Протоиерей Сергий Баранов:
— Ой, я не хочу говорить высоких слов, что во мне действительно глубокое сочувствие, истинная любовь. Я всегда определяю это скорее понуждением себя на эти дела ради Христа. Как-то Христос сейчас проходит сквозь мою жизнь так трогательно, и мне хочется для него что-то делать и делать. Поэтому я не говорю, что во мне есть любовь ко всем и вся, я скорее делаю это ради Христа, потому что Он меня попросил: «Понудь себя». Даже я бы хотел и прощать и любить врагов не потому, что мне это присуще, я далек от этого, но я хотел бы это делать ради Христа. А делая ради Христа, потом это как-то уже входит в твою природу уже естественно вместе со Христом. Я в одном фильме говорю, сравниваю обо́жение: это не как сосуд, наполненный благодатью, все-таки остается две разные природы — сосуд и благодать. Обо́жение больше похоже на раскаленный металл, когда две стихии становятся уже неразделимы. Это не огонь и не металл, это раскаленный металл. И когда вот вдруг — дай Бог, чтобы в практике нашей духовной жизни хоть отчасти произошло вот это обо́жение — ты начинаешь чувствовать Христом, мыслить Христом, и ты естественно начинаешь действовать Христом. А до этого просто понуждение ради Христа, но постоянное стяжание благодати, чтобы уже жить Христом. Как апостол Павел говорит такие слова, кому-то они просто слова: «Не я уже живу, живет во мне Христос». Как это так? Что это такое?
Константин Мацан:
— А вот что это?
Протоиерей Сергий Баранов:
— Это Царство Небесное на земле. Вот знаете, Господь в Евангелие как-то сказал ученикам: «Истинно говорю вам, есть некоторые из стоящих здесь, кто не вкусят смерти, как уже увидят Царствие Небесное, пришедшее в силе». И у некоторых людей, читающих эти строки тогда, возникало мнение, что Второе Пришествие будет в первом веке, пока еще живы вот эти свидетели, то есть как бы об этом Христос говорил. Но в Евангелие, если мы проследим, после этих слов Господь идет на гору Фавор, берет учеников и преображается пред ними. И они, вот эти отдельные ученики, отчасти в малой мере переживают Царствие Божие в Нетварном Свете. И знаете, очень плохо, когда мы говорим теоретически об этом. Это бытийные вещи. Они для нас, христиан, не должны быть ни в коем случае теоретическими, иначе все наше христианство — это просто что-то мертвое.
Константин Мацан:
— Протоиерей Сергий Баранов, секретарь Орской епархии, это Оренбургская область, духовник Иверского женского монастыря сегодня с нами и с вами в программе «Светлый вечер». Я почему так про эти слова апостола Павла из Послания к галатам спрашиваю «Отныне живу не я, а живет во мне Христос», почему так среагировал, потому что меня самого в свое время эти слова, по сути, обратили к вере. И я тогда, конечно, ничего не понимал про бытийные вещи, совершенно не богословски их воспринял, а воспринял их как то, что Господь это не Кто-то далеко на небе грозный, большой. Или не грозный, но какое-то общее, большое, большая Личность, под которую нужно себя подстроить, а это Тот, Кто ближе к тебе, чем самый-самый родной человек, вот Он еще ближе к тебе. Настолько глубоко к сердцу Христос. Я вот так это психологически воспринял.
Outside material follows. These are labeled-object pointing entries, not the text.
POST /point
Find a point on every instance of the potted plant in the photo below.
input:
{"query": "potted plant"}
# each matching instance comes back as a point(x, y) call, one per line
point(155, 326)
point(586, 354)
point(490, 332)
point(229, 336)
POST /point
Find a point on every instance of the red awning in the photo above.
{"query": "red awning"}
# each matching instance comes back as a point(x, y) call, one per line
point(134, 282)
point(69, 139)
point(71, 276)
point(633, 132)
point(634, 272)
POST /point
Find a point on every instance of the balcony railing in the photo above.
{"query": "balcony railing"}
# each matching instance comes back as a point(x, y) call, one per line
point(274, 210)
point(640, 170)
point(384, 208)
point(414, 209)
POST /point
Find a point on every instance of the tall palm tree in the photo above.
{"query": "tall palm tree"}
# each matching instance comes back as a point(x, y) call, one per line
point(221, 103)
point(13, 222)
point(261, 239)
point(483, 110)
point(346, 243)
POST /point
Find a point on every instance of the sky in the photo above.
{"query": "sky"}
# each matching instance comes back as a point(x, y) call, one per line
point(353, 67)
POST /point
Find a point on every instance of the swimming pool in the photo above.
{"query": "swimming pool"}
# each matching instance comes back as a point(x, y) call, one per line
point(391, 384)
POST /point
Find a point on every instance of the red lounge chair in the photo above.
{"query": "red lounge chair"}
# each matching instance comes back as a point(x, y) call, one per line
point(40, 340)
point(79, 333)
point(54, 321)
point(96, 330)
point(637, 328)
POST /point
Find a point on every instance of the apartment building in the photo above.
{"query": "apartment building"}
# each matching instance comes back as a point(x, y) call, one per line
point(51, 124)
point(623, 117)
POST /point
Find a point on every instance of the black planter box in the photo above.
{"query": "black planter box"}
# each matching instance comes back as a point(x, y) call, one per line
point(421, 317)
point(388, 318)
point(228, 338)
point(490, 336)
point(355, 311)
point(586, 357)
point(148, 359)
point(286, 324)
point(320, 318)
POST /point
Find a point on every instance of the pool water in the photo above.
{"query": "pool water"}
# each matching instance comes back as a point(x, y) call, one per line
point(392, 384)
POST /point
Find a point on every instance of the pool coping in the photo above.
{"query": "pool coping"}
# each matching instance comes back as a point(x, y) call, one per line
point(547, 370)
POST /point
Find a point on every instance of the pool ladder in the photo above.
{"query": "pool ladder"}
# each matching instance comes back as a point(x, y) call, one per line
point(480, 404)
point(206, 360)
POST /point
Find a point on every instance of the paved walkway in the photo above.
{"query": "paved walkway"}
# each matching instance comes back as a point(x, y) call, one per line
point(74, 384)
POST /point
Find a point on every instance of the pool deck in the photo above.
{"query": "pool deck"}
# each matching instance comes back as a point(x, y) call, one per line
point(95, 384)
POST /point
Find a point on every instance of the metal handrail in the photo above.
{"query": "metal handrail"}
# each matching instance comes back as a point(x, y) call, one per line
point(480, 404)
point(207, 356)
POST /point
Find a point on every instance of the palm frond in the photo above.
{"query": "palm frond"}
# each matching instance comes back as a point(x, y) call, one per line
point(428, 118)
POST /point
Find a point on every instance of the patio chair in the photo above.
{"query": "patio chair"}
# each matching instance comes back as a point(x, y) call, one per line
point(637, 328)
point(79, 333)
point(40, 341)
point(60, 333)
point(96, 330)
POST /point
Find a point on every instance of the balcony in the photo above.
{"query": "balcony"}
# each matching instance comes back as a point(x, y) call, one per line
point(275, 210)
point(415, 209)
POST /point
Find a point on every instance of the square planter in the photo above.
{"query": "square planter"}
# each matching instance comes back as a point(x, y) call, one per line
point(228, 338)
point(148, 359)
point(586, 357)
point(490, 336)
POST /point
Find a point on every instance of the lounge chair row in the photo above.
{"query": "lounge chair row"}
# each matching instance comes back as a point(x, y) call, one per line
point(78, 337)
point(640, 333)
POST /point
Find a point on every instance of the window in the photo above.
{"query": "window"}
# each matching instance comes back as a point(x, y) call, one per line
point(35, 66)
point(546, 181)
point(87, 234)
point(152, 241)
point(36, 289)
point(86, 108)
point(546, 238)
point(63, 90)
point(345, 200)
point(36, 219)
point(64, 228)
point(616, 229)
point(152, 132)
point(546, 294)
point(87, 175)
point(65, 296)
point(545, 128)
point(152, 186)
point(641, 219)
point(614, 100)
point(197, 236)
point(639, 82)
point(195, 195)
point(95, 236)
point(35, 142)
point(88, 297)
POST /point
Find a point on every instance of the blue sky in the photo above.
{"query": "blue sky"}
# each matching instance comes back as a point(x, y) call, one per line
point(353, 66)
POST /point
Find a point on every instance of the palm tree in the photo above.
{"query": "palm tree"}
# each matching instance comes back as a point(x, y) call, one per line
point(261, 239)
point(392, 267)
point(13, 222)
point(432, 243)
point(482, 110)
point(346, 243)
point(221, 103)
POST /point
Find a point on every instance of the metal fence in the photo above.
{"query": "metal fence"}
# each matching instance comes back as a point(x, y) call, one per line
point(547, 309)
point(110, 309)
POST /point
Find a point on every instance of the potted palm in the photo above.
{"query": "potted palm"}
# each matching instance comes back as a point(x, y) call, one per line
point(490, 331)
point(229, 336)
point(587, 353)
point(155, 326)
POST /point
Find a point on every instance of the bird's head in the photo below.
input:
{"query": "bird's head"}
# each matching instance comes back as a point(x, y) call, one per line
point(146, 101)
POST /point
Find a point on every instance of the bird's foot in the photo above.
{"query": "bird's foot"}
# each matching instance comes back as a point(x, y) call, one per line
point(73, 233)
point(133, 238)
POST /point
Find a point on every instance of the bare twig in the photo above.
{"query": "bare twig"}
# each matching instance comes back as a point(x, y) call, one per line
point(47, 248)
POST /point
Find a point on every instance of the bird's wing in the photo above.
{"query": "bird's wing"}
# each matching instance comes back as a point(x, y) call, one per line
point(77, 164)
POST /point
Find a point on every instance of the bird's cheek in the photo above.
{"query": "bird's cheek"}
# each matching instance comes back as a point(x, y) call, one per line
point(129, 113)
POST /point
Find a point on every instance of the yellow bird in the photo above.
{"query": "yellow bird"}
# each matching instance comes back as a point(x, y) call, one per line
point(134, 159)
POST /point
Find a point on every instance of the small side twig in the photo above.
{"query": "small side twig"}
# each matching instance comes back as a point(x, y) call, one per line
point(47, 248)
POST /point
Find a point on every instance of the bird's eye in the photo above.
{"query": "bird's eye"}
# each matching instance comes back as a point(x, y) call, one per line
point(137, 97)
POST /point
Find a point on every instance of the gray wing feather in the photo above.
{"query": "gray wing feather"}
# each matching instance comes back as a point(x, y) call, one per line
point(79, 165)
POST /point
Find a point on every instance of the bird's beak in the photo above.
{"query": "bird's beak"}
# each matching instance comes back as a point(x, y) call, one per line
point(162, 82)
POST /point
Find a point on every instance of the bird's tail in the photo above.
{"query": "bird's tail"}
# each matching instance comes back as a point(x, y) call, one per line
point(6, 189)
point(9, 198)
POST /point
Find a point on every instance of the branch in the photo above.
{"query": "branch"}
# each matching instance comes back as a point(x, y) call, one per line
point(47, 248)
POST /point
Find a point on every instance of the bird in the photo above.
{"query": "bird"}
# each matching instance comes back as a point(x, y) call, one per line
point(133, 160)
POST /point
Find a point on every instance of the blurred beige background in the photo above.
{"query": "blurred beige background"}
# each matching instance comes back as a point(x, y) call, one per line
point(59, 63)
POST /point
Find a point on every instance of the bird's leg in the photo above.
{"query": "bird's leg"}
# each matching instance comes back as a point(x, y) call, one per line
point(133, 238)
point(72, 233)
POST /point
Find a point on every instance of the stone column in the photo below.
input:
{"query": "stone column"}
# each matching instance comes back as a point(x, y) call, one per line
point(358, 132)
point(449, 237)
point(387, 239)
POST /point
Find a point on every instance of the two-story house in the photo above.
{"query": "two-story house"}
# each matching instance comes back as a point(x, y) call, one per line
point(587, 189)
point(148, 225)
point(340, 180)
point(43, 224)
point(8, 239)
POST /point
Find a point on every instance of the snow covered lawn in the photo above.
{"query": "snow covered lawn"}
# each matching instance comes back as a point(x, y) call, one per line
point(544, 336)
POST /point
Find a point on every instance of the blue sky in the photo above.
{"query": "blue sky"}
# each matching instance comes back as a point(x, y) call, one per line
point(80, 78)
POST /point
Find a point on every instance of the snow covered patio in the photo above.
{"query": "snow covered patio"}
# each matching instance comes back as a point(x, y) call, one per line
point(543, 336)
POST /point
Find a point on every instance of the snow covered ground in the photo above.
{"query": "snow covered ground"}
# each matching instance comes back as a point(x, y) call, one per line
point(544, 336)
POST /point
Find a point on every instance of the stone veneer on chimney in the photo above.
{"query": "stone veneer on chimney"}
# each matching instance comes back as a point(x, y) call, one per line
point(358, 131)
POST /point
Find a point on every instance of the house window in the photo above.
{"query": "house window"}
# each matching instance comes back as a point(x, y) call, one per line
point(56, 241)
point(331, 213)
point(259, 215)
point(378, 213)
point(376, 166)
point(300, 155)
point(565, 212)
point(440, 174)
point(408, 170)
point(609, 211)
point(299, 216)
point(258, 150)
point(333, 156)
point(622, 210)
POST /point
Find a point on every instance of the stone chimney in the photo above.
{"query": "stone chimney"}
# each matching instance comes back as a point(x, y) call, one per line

Протоиерей Сергий Баранов:
— Если есть три минуты, я бы вот еще такую детальку сказал. Обратите внимание, ветхозаветное понимание праведности: Авраам был праведен и ходил пред Богом, Исаак был праведен и ходил пред Богом. Ветхозаветное понятие Бог — это что-то перед тобой. А новозаветное — это внутри тебя. Это вообще кардинально разные вещи. Бог — не объект перед тобой, а Он становится частью тебя. Это такое таинство, о котором даже больше молчать. Вот таинство обо́жения. Когда меня спрашивают: «О чем ты говорил со старцем Ефремом в Аризоне?» Я говорю: «Я ни о чем не говорил. Я стоял возле престола, мы служили литургию, и я просто благоговел». Да молчит всякая плоть! Тут прекращается слово, даже боишься его нарушить, вот это состояние, словом.
Константин Мацан:
— Расскажите об этом подробнее, о встрече с такими людьми. Что он вам дал? Как это было?
Протоиерей Сергий Баранов:
— Да я не могу сказать, что у меня был большой опыт. Я два раза ездил в Аризону к старцу Ефрему, потому что...
Кира Лаврентьева:
— Для наших радиослушателей поясним, что это ближайший ученик старца Иосифа Исихаста.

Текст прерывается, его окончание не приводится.